Roundabout grant ‘probably’ pork barrelling

Geoff Helisma |

 

A $2.7million Bushfire Local Economic Recovery Fund is “probably” pork barrelling, Clarence Valley Council’s (CVC) general manager Ashley Lindsay has said.

When the Independent asked if it could see a copy of CVC’s application, Mr Linsday said, “There wasn’t one.”

“We were asked to provide shovel-ready projects [that] we already had; I guess our application would have been the application we made for the funding for the three roundabouts [in Yamba] on Yamba Rd,” he said.

The funding will fill a void left by CVC’s miscalculation regarding a $4,427,516 Grow Local Economies Fund grant, which was awarded to CVC in February 2019, to construct three roundabouts on Yamba Road and a fourth at Palmers Island.

However, in February this year it was revealed that constructing the four roundabouts would cost an estimated $12,232,713, much more than the $5,727,705 CVC had allocated towards the project.

Mr Lindsay said, when the government asked CVC to nominate a project, “we didn’t know what it was for”.

“We were asked by the state government, do you have any shovel-ready projects that can help with stimulus of the local economy, [and] that was the one that we put forward,” he said.

The revelation that CVC did not make a formal application to the fund comes just weeks after various media outlets reported that Premier Gladys Berejiklian had conceded that grants from the $252m Stronger Communities Fund, which overwhelmingly went to council’s in Coalition-held seats, were pork barrelling.

“It’s not something the community likes … but it’s an accusation I will wear,” she said.

“It’s not unique to our government.

“It’s not an illegal practice; unfortunately it does happen from time to time by every government.”

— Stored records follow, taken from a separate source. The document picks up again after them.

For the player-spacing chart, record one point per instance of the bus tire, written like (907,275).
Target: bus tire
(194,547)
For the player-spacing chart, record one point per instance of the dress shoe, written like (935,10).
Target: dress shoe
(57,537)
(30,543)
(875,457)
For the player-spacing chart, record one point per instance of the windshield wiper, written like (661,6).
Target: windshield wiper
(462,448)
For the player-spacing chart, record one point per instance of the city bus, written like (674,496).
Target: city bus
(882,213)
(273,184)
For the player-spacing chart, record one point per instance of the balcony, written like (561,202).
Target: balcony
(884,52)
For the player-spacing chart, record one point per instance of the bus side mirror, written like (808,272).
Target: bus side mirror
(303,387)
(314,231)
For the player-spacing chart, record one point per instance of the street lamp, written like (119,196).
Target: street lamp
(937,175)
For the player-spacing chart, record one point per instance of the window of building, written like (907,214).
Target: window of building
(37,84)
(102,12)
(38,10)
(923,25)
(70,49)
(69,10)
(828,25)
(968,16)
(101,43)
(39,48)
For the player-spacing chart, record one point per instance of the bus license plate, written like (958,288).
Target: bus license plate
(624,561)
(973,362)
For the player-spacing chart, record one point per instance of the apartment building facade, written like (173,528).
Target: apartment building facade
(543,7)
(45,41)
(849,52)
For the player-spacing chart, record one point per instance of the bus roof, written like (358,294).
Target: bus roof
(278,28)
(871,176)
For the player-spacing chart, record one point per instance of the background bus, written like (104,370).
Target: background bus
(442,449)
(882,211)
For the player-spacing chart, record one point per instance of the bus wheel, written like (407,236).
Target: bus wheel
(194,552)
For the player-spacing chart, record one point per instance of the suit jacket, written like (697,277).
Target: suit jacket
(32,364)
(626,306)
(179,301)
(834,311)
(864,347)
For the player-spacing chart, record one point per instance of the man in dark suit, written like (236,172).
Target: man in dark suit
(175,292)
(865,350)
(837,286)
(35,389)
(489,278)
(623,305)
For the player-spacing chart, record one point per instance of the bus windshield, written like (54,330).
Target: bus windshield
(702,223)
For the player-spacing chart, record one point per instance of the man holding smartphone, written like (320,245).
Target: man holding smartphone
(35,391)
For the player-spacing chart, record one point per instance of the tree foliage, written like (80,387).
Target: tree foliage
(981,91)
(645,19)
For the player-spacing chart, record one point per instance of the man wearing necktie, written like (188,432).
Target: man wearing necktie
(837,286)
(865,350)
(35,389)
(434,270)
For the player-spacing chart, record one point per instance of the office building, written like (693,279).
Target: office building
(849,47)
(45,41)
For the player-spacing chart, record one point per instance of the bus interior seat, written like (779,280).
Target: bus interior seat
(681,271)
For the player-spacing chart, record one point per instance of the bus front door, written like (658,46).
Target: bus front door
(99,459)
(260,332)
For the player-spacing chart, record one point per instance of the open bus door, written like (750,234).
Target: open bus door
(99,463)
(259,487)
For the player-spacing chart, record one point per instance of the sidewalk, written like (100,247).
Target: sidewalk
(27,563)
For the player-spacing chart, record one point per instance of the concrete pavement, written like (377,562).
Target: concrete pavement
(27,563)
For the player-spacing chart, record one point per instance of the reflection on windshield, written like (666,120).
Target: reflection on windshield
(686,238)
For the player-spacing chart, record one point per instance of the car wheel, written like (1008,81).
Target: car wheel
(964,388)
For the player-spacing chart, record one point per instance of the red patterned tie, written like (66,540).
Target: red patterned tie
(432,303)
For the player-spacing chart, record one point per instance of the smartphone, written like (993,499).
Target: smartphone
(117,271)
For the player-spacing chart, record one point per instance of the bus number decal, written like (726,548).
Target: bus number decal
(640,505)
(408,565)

According to the government’s Bushfire Local Economy Economic Recovery Fund website, the funding is available to councils upon application, and must meet five criteria:

  • Alignment with regional objectives;
  • Local support and participation (Applications must provide evidence the community supports the project);
  • Evidence base (Applications must demonstrate the community has a need for the proposed project and its outcomes);
  • Feasibility (Applications must provide evidence the project has been adequately planned, costed and appropriate mitigation strategies are in place for identified risks); and,
  • Enduring benefit (Applications must demonstrate the project output will deliver an ongoing, sustainable benefit for the community).